O vice-presidente e ministro do Desenvolvimento, Indústria, Comércio e Serviços, Geraldo Alckmin (PSB), defendeu em público a exploração da reserva de potássio em território indígena não demarcado e de uso tradicional do povo mura, no Amazonas.

A defesa de Alckmin da mineração na região ocorreu em reunião do CAS (Conselho Administrativo da Suframa - Superintendência da Zona Franca de Manaus) no final de março. Segundo a Justiça Federal do Amazonas, que suspendeu o licenciamento da atividade na área, as terras são de uso dos indígenas há cerca de dois séculos.

No discurso, Alckmin disse que a mina no Amazonas "pode ser um dos maiores investimentos do país" e representa a possibilidade de o Brasil deixar de importar 98% do potássio, usado como fertilizante na produção do agronegócio.

Alckmin acena
O vice-presidente, Geraldo Alckmin, em evento em Brasília no começo desta semana - Gabriela Biló - 2.abr.2023/Folhapress

No mesmo dia, 24 de março, antes de ir a Manaus, o vice-presidente se reuniu com o ministro do Mapa (Ministério da Agricultura e Pecuária), Carlos Fávaro (PSD), para tratar do Plano Nacional de Fertilizantes.

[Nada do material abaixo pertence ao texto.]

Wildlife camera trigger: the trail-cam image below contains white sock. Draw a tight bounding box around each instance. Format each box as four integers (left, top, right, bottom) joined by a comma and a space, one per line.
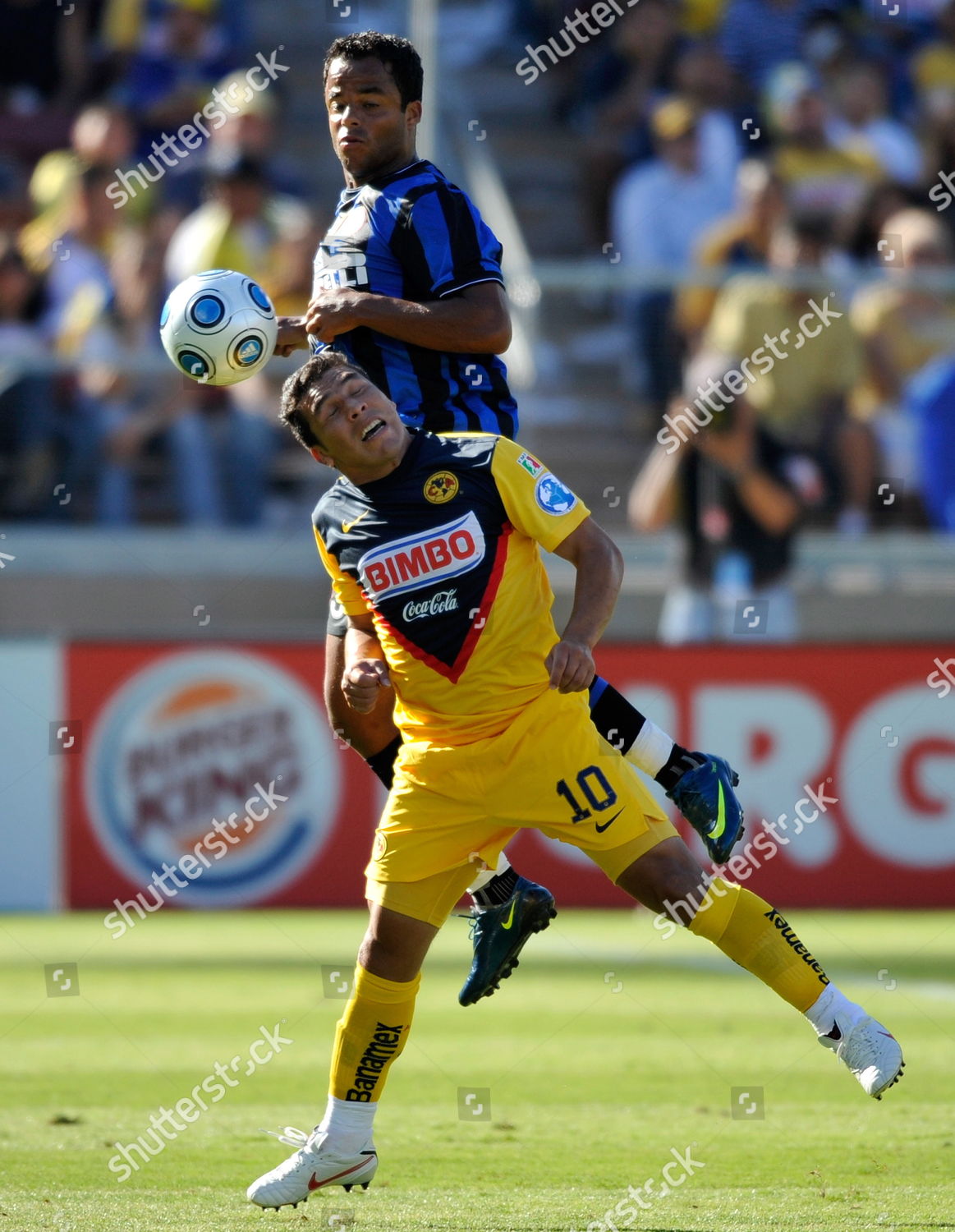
806, 985, 865, 1035
315, 1096, 379, 1156
467, 852, 510, 894
623, 719, 673, 779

Por nomeação do presidente Lula (PT), Alckmin assumiu a presidência do Confert (Conselho Nacional de Fertilizantes e Nutrição de Plantas). Fávaro também defende a exploração da reserva no município de Autazes (AM). Ambos receberam o presidente da empresa Potássio do Brasil, Adriano Espeschit, no início de março para discutir o projeto.

"O Brasil é o maior exportador de alimentos do mundo. Precisamos de indústria de fertilizantes. Importamos 98% do potássio. E o potássio é Amazonas, é Autazes. Vamos trabalhar com empenho para resolver o problema jurídico", afirmou Alckmin no evento do CAS.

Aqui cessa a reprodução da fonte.